Aging Machine Gets in Gear for ‘Rosty’ : Politics: The powerful House panel chairman heads into a Chicago primary today too close to call. A rival says voters are ready for a change.
The remnants of the once all-powerful Chicago Democratic organization prepared to mobilize today in a final effort to win the party primary for Dan Rostenkowski, chairman of the House Ways and Means committee.
The five-way contest is considered too close to call. On election eve, polls indicated one-fifth of potential voters were still undecided.
The 66-year-old “Rosty” normally would be a shoo-in, but his reelection chances are endangered by unresolved allegations that he misused public funds in the House post office scandal. A federal prosecutor says a two-year-old investigation is now in its “final stages.”
President Clinton and congressional Democratic leaders have taken the rare step of intervening in a party primary to endorse Rostenkowski, claiming that his skills are essential to passage of health care and welfare reform bills.
Rostenkowski’s major challenger, State Sen. John Cullerton, predicts an anti-incumbent mood will carry him to an upset victory. “People are ready for a change,” he contends. “If he (Rostenkowski) is indicted, he will lose all his power. Let’s decide who has the best future.”
Former alderman Dick Simpson, who pulled 43% of the vote in 1992 in his one-on-one race against Rostenkowski, is considered to be trailing the leaders, with two other minor candidates bringing up the rear.
Billy Banks, the boss of the 36th ward on the Northwest side that includes a large slice of Rostenkowski’s 5th District, said he would assign more than 1,000 precinct workers from his ward to get out the vote for Rostenkowski, sending some to the western suburbs. Other regular Democratic leaders were expected to add hundreds more to the small army of volunteers to bring party stalwarts to the polls.
“This is the toughest race in the city, but we think we can swing it,” said Banks.
Rostenkowski, who has served 35 years in Congress and reigned over the influential Ways and Means committee ever since 1981, has brought home federal largess in recent days. The Fire Department’s rescue squad received a surplus Army helicopter. The city also got a $4-million Social Security building and a Job Corps Center to train 500 youngsters a year.
Rostenkowski bristled at the suggestion that he was trying to swing the election with delivery of pork barrel projects, saying that if he made a mistake it was in not saying more about what he had done for the city and the state.
“You almost get as red as a Mott’s tomato when you talk about yourself,” he grumbled at one event.
Despite some defections by ward leaders, Rostenkowski has the backing of the regular Democratic organizations and Mayor Richard M. Daley. Even Republican Gov. Jim Edgar came about as close as he could to an endorsement last week by declaring that Rostenkowski had been “helpful” to the state by his connections in Washington.

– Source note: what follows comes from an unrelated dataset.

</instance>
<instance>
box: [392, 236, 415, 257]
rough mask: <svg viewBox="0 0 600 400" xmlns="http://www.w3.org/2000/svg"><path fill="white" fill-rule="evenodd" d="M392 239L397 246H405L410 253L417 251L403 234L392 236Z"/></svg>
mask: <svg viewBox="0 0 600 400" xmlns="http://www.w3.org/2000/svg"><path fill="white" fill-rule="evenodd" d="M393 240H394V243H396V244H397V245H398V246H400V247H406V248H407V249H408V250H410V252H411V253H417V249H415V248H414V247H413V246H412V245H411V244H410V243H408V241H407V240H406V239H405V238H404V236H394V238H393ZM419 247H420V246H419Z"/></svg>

The battleground is a slice of Chicago’s North Side, starting with high-rises on the lakefront and stretching across miles of bungalows to the DuPage County line west of the city.
Its residents are overwhelmingly whites of European background, with about 13% Latinos and 6% Asians. Many of the neighborhoods, particularly the western suburbs, were added to Rostenkowski’s turf as a result of redistricting.
The drumbeat of stories about investigations into the trading of postage stamps for cash, putting “ghost” employees on the payroll and buying costly gifts for friends with public funds clearly has tarnished Rostenkowski’s image.
“I’m not going to vote for him this time--no, no, no,” said a Chicago business woman who asked not to be named. “The post office stuff turned me off.”
But another voter, Dave Moss of suburban Schiller Park, said: “I’m disheartened, but he has done good for us--he keeps everything stable. I’ll probably vote for Rostenkowski.”
Turnout was expected to be light despite forecasts for a mild spring day, with temperatures in the mid-40s. Voter registration in Chicago overall has hit a 74-year-low.